Por outro lado, o vírus do autoritarismo e da intervenção estatal convive, ou convivia, com esse "abre-alas" que se desejava fazer com nossos direitos. Primeiro foi o episódio da ANCINAV, que trazia dois artigos que extorquiam os direitos autorais das músicas em obras audiovisuais e os doava à agência estatal que se pretendia criar. O tal projeto não foi em frente, por enfrentar, além dos frágeis autores de música e poesia, entidades e empresas muito poderosas. Nos livramos dessa. Depois veio a conversa, ainda presente, de intervenção do MINC na vida das associações de direitos autorais. Falou-se, até, em fixação de preço, que a Constituição diz que é direito exclusivo dos autores. Os espíritos autoritários e não democráticos abominam a Constituição.

A gestão coletiva, feita pelas associações, surgiu da necessidade de se organizar a autorização, o controle, a arrecadação e distribuição dos direitos autorais da obra. A impossibilidade de cada autor controlar a utilização de sua obra, em todos os cantos do País e do mundo, faz com que eles se reúnam em sociedades para gerir seus direitos. A gestão coletiva garante os autores e preserva os usuários, que recebem uma autorização ampla e única.

Trata-se de um direito privado. Vacinados contra o autoritarismo, não buscamos a qualquer obstáculo a proteção do Estado, essa mão
esquizofrênica que "afaga e apedreja. "Os problemas dos cidadãos devem ser resolvidos por eles. A função do Estado, que vive dos impostos que lhe pagamos, é cuidar das grandes questões da coletividade: educação, saúde, segurança e infra-estrutura. Resistimos por não querer, como Prometeu, viver acorrentados.
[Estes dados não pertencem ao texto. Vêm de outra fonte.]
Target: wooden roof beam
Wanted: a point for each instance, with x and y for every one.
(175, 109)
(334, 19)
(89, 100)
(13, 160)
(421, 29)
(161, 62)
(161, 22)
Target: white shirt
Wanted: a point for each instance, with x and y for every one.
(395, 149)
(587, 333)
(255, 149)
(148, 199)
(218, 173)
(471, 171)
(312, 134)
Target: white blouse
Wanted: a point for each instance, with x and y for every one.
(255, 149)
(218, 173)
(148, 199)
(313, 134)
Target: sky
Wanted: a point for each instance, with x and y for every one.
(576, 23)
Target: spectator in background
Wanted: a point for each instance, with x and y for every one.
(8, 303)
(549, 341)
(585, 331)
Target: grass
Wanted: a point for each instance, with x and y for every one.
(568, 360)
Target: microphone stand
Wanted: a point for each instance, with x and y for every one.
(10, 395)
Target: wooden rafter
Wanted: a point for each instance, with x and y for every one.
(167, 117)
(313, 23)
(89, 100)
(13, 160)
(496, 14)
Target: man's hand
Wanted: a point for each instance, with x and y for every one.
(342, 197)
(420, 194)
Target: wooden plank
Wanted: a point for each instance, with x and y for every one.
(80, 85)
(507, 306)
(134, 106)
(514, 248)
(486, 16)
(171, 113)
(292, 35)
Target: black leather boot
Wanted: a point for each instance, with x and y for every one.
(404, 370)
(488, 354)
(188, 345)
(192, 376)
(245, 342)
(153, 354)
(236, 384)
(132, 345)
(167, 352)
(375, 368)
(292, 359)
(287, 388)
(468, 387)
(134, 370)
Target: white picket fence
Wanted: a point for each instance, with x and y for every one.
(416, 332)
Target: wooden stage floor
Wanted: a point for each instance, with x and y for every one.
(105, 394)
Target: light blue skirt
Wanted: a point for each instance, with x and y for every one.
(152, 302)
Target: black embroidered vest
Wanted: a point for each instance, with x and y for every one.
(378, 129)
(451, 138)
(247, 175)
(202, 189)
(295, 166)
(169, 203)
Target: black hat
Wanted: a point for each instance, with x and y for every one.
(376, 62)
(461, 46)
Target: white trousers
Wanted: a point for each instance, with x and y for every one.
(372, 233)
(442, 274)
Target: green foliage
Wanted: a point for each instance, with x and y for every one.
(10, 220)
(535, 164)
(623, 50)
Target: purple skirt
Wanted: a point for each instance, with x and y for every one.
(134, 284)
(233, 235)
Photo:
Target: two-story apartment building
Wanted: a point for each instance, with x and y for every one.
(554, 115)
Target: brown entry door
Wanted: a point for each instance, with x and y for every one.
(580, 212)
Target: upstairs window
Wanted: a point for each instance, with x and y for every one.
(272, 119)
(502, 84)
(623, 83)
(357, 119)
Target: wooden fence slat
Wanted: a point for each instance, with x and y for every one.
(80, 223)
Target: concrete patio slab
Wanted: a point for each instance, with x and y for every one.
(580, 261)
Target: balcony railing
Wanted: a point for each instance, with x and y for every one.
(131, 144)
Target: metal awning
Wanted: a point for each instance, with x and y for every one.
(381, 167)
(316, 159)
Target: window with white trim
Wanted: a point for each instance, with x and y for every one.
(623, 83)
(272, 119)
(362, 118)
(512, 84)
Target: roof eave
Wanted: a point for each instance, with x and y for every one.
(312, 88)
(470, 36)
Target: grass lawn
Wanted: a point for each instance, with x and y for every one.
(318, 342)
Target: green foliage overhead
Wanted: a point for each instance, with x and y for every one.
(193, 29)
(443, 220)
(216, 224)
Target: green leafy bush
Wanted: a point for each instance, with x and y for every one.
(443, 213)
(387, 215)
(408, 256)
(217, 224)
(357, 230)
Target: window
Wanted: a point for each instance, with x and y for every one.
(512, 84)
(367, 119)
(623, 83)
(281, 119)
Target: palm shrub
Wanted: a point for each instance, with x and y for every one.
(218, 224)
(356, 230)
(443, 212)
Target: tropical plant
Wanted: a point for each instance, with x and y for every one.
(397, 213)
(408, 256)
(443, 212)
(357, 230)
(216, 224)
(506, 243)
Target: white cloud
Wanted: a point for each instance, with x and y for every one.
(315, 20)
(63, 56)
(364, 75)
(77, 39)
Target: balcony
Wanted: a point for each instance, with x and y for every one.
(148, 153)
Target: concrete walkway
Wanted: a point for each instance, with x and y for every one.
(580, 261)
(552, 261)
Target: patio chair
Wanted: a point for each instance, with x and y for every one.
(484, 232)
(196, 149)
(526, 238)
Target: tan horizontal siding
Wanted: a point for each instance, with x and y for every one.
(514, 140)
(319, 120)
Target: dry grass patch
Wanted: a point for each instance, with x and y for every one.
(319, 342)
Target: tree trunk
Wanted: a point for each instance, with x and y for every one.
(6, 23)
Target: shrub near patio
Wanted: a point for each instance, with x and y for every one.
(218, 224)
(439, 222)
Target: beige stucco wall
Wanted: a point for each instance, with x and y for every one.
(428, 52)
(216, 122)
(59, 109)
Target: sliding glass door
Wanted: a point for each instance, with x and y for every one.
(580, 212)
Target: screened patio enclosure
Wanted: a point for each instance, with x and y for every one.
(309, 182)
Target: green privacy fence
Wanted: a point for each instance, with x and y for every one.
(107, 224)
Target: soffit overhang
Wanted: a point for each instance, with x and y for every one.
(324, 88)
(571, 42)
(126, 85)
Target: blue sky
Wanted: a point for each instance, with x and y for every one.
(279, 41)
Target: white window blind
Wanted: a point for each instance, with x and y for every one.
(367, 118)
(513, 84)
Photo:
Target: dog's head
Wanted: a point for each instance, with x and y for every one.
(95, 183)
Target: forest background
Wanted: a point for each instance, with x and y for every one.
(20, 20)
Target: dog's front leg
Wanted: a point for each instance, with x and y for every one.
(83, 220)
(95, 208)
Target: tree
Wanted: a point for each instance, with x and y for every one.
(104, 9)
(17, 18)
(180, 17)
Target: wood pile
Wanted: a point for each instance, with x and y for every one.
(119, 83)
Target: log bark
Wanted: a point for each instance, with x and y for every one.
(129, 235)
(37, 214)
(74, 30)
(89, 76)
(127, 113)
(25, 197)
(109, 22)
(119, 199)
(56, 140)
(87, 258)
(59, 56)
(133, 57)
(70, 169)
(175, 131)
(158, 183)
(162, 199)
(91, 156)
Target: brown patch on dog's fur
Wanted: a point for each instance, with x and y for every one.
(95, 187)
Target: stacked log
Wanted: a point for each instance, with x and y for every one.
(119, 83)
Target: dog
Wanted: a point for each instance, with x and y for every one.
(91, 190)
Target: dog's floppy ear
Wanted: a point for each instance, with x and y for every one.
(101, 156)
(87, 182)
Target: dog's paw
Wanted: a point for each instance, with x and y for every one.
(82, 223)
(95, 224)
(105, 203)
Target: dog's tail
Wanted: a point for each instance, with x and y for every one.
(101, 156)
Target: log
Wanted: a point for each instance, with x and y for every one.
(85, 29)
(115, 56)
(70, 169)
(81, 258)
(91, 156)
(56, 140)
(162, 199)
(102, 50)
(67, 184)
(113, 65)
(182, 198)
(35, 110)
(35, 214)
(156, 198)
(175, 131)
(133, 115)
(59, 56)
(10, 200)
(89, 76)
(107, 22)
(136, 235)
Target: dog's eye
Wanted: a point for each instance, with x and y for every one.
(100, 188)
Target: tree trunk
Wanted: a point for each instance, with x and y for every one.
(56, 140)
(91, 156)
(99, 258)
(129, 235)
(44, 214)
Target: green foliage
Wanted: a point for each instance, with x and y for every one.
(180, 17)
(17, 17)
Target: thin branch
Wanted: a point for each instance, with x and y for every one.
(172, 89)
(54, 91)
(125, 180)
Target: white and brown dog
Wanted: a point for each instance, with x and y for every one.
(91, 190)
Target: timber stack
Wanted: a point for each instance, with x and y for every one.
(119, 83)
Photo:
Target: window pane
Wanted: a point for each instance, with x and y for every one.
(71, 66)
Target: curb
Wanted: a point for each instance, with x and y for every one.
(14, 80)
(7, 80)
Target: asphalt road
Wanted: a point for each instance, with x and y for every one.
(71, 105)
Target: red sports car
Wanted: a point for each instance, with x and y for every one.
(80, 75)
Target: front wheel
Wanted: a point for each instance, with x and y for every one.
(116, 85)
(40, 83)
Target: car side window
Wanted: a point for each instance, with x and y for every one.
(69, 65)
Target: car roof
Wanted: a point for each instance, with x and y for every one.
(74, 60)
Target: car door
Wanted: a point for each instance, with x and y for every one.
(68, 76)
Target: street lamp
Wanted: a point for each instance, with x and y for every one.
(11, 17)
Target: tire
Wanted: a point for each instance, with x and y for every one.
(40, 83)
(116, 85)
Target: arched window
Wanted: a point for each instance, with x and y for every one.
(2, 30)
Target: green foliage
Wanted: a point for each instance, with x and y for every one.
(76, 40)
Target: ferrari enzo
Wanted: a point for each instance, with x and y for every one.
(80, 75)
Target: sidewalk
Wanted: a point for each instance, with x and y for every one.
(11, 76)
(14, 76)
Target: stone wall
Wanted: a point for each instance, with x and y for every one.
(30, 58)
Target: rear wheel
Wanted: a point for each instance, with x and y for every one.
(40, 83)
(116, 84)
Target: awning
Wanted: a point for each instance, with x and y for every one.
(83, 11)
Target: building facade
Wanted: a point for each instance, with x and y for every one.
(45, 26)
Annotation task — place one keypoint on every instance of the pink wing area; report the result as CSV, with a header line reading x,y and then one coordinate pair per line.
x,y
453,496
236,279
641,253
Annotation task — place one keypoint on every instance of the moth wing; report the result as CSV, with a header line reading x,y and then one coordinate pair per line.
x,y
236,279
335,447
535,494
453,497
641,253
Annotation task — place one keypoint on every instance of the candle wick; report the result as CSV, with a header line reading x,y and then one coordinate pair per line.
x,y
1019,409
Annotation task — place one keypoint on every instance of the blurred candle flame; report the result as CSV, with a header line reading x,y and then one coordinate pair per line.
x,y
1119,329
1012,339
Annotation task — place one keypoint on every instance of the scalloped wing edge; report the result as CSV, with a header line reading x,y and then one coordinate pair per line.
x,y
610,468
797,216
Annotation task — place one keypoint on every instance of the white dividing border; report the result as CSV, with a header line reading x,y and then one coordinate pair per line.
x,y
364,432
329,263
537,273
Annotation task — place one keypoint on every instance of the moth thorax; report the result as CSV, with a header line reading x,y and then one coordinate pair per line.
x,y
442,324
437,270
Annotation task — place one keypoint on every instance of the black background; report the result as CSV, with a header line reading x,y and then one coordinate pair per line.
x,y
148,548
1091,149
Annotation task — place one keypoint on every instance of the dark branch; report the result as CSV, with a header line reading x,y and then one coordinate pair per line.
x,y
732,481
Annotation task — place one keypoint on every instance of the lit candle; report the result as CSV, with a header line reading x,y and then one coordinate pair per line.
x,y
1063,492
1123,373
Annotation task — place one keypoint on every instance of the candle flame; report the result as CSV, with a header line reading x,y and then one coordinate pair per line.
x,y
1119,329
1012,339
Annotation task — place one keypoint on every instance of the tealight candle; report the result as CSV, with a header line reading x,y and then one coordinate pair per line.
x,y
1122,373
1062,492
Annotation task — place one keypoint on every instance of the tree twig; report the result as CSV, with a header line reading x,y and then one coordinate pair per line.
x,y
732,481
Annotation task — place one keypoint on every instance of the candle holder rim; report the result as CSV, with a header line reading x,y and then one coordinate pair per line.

Recusamos o paternalismo estatal, e mais ainda a intervenção, porque sabemos das ditaduras que se escondem atrás das diversas ideologias. E porque temos, essa, sim, a nos defender, a Constituição Brasileira. Está lá em seu artigo 5º, inciso XVIII: "a criação de associações e, na forma da lei, a de cooperativas independe de autorização, sendo vedada a intervenção estatal em seu funcionamento." Esta é uma cláusula pétrea, não pode ser modificada, de acordo com o artigo 60: "não será objeto de deliberação a proposta de emenda tendente a abolir os direitos e garantias individuais.

Em voto, durante sessão em que o Supremo Tribunal Federal declarou a constitucionalidade da existência do ECAD, o Ministro Gilmar Mendes assim se expressou: "A jurisprudência da Corte Constitucional Alemã acabou por consolidar entendimento no sentido de que, do significado objetivo dos direitos fundamentais resulta o dever do Estado não apenas de se abster de intervir no âmbito de proteção desses direitos, mas também de proteger esses direitos contra a agressão ensejada por atos de terceiros. Essa interpretação empresta, sem dúvida, uma nova dimensão aos direitos fundamentais, fazendo com que o Estado evolua da posição de adversário para uma função de guardião desses direitos."

Quero ressaltar, ainda, uma outra idéia que percorre os corredores do ministério e da universidade. Trata-se do mandamento constitucional que determina que o Estado deve democratizar o acesso à cultura. Concordo e aplaudo. Mas a obrigação, é bom que fique claro, é do Estado e não dos autores. Outra questão: estamos vivendo um momento de transição. Mas a tecnologia que possibilita o aceso amplo de todos às obras autorais vai permitir o controle e garantir os direitos dos autores.

Deixem a lei autoral crescer e entrar na consciência das pessoas, assim como está na mente dos Juízes e Ministros dos Tribunais. Para que não sejamos nem Sísifos e muito menos Prometeus, nós, autores brasileiros, caminhemos com a Constituição do Brasil nas mãos.

Autor: Jornalista Fernando Brant

O artigo foi publicado edição nº 6 da Revista Propriedade e Ética.